Make it a Freezer Meal
- Run water over a large rimmed baking sheet, then pour off excess but don’t dry. Evenly spread cooked rice on a baking sheet (do not press down). Place in the refrigerator until completely cooled.
- Transfer rice to a labeled gallon size (4L) freezer bag. Seal, remove as much air as possible, and freeze.
Reheat
- Place bag in the refrigerator for at least 12 hours or up to 24 hours to thaw.
- Empty contents into a large, microwave-safe bowl. Cover loosely with a wet cloth or paper towel. Microwave in 1-minute increments on medium, stirring after each, until rice is hot.
- You can also reheat it on the stove. Transfer rice to a large saucepan, sprinkle with 1 tsp/5mL water, cover and heat over medium heat over medium heat, occasionally stirring gently, until hot
Notes
- To avoid burning your rice while it’s simmering, cook in a heavy-bottom pan like a cast iron skillet or a Dutch oven.
- Keep the heat low. You may even want to use a smaller burner on your stove.
- If your liquid evaporates before the rice is ready, stir in 1/3 cup warm water and try reducing the heat a little.

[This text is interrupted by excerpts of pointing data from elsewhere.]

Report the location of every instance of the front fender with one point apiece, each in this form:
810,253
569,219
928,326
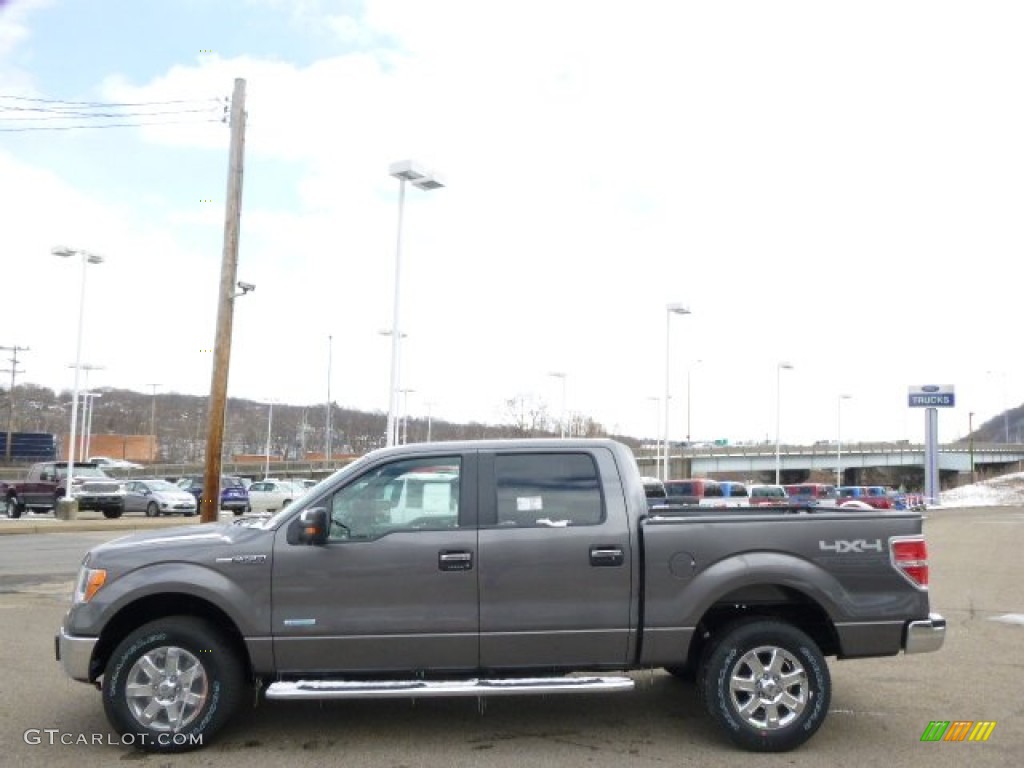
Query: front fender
244,597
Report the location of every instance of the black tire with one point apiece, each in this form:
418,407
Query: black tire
184,647
766,684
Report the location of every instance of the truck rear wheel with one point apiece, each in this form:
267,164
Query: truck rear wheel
766,684
172,684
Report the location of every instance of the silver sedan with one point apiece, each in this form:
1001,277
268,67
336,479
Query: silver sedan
157,498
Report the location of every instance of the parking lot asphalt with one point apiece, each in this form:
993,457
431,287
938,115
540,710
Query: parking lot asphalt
33,523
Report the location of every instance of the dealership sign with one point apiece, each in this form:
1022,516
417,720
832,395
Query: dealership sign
933,395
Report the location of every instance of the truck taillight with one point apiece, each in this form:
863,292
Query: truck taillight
909,557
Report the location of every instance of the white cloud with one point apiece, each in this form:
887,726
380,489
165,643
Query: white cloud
834,186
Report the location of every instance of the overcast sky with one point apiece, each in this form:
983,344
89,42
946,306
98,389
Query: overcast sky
835,185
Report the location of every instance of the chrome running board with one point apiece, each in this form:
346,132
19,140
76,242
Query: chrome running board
320,689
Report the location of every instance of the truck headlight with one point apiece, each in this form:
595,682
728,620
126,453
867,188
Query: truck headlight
89,583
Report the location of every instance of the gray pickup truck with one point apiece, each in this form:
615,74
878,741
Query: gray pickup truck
495,568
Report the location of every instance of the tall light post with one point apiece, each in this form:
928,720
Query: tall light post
1006,410
88,402
673,308
393,426
970,432
87,258
430,409
153,423
561,420
778,419
839,437
403,419
328,427
422,179
689,371
657,423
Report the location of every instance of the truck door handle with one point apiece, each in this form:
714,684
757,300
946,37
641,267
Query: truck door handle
606,556
455,560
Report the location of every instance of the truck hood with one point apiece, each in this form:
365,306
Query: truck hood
183,543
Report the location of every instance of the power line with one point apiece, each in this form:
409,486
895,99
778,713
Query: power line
13,373
107,104
60,115
107,125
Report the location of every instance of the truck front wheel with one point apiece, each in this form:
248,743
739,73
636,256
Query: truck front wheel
172,684
766,684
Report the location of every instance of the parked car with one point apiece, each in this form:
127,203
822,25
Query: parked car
270,496
768,496
157,498
46,483
233,496
107,463
868,495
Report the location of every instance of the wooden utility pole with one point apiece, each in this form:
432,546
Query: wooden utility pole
210,503
10,413
153,424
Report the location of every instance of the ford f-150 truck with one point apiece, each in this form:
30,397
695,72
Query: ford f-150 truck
46,482
487,568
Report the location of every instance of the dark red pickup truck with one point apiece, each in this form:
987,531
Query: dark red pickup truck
47,481
873,496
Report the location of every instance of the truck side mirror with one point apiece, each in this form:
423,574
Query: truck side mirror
311,527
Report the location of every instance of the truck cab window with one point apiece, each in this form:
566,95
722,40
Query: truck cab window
548,491
411,495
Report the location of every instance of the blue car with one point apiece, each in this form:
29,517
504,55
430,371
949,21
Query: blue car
233,495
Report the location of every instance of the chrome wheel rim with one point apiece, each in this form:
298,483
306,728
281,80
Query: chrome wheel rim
166,688
768,687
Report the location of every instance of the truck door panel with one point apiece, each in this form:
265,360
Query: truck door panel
395,588
555,562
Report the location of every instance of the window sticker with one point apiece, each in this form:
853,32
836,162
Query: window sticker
528,504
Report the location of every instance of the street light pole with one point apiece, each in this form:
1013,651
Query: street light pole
839,438
269,427
970,430
1006,410
423,179
688,372
153,424
657,443
561,420
89,403
778,419
674,308
328,427
87,258
403,420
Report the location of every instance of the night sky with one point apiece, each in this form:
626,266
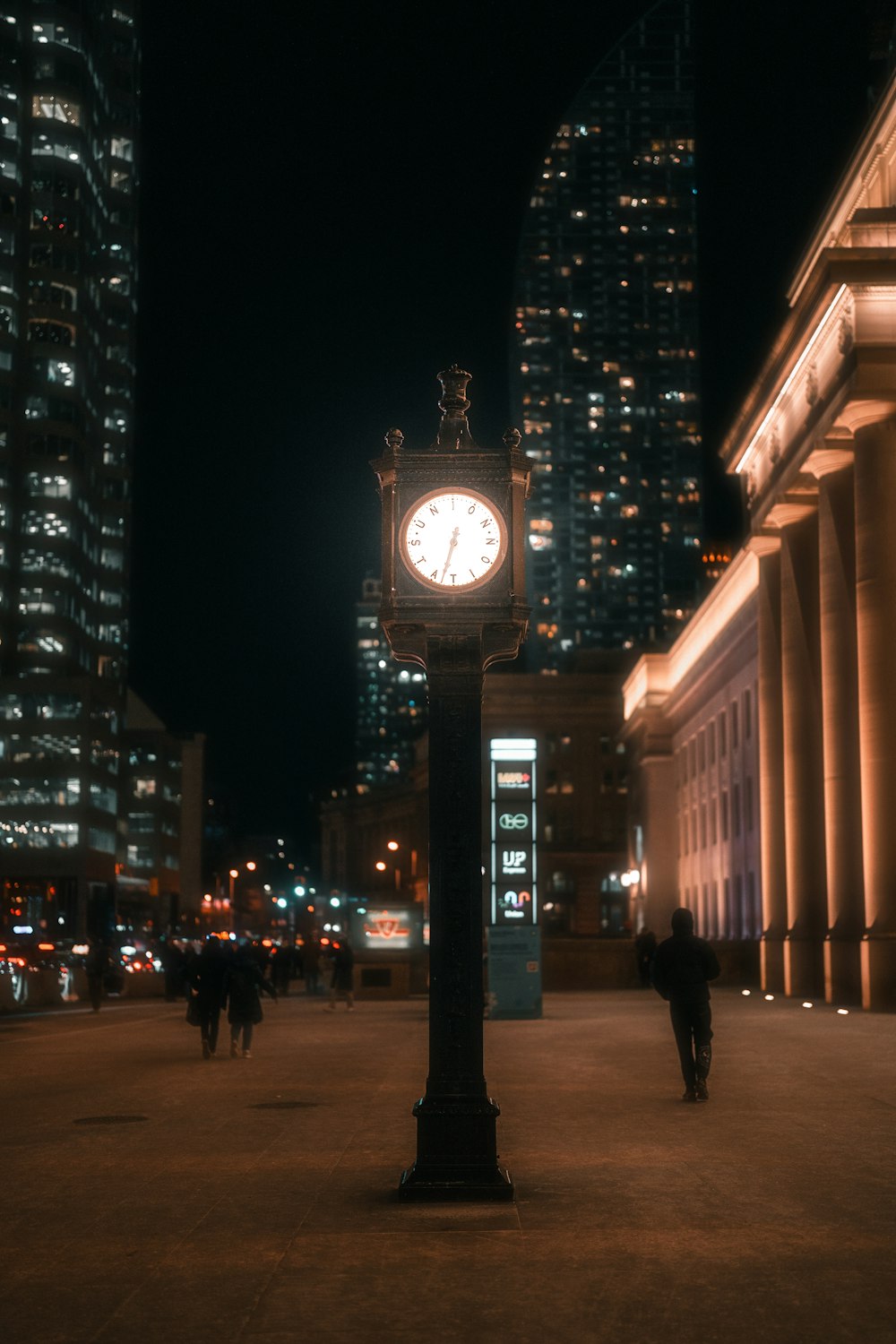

- You can store the leftover rice in your fridge in an airtight tupperware container for up to 5 days.
Nutrition Information
Nutrition Facts
Serving: 6 Serving
Amount Per Serving
Calories 182
% Daily Value*
| Serving | 1g | |
| Calories | 182kcal | 9% |
| Carbohydrates | 32g | 11% |
| Protein | 3g | 6% |
| Fat | 5g | 8% |
| Saturated Fat | 1g | 5% |
| Polyunsaturated Fat | 1g | 6% |
| Monounsaturated Fat | 4g | 20% |
| Sodium | 15mg | 1% |
| Potassium | 187mg | 4% |
| Fiber | 4g | 16% |
| Sugar | 1g | 2% |
| Vitamin A | 1868IU | 37% |
| Vitamin C | 2mg | 2% |
| Calcium | 135mg | 14% |
| Iron | 3mg | 17% |
* Percent Daily Values are based on a 2,000 calorie diet.